The professors recognize this deficiency-although perhaps not realizing that the living wage was originally included in the Willets Point development:
If the city decides to continue offering subsidies to big-name deals, the next administration should make sure those subsidies include local hiring and wage requirements. Already, dozens of municipalities, from Los Angeles to Minneapolis to Washington, make sure their tax subsidies support projects that create living-wage jobs for city residents.”
When seen in this light, what’s apparent is that the Bloomberg economic development model is simply the aggrandizement of Big Real Estate-with little apparent benefit for the people who are looking for good jobs:
The next mayor should also focus on industries that build the middle class. Instead of letting hotels and superstores encroach on manufacturing zones while providing low-wage and part-time jobs, the city should study the success of the Brooklyn Navy Yard and develop partnerships in industrial zones like Hunts Point or the Brooklyn Army Terminal to create better jobs.”

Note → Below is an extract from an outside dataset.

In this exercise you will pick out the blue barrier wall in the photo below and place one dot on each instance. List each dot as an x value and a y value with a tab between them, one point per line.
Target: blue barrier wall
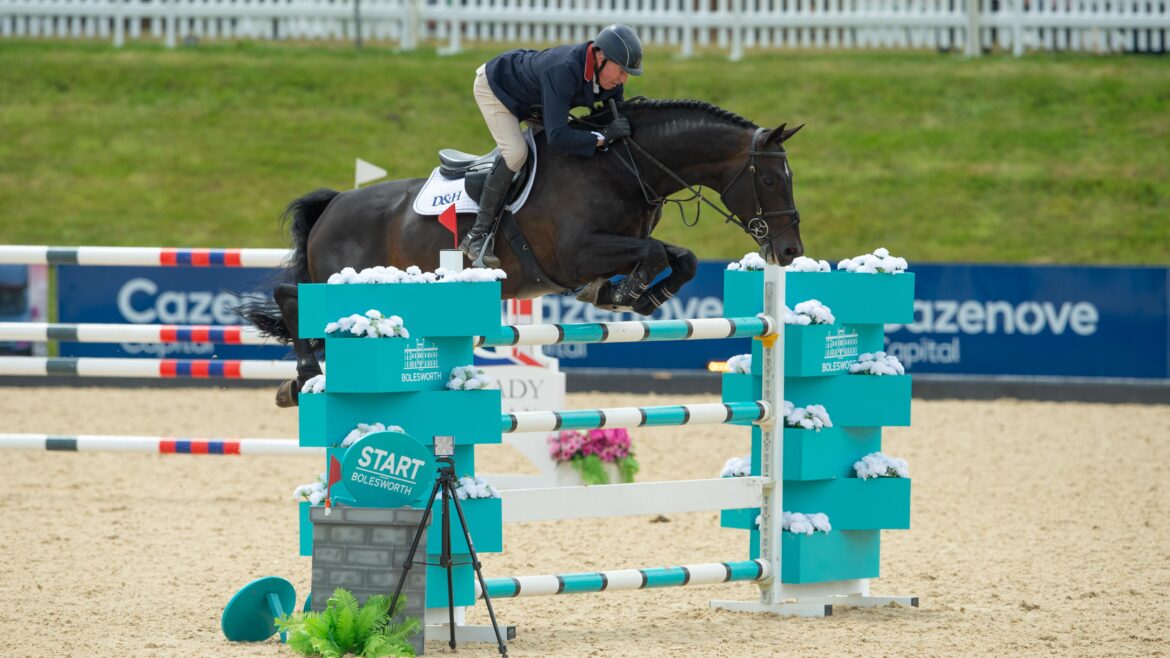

Given all of the deficiencies in the Willets Point economic development model, the three urban planners see little choice as to what the planning commission and the council should do with the proposed plans. They deserve the last word:
With the next mayoral election just four months away, the candidates and other elected officials should stand up for good public space and smart economic development. That means opposing the projects in Flushing Meadows-Corona Park.
It looks like community action will head off one of them, telling the soccer league to build their stadium somewhere other than a busy park. The City Planning Commission votes on another plan, the shopping mall and parking garage that targets land next to Citi Field, in just a few weeks. Voting “no” and bringing this land back to Flushing Meadows would mean parkland within walking distance for another 25,000 residents.
If we can’t all spend our summers at garden parties like Gatsby, we at least need the green of a great city park.”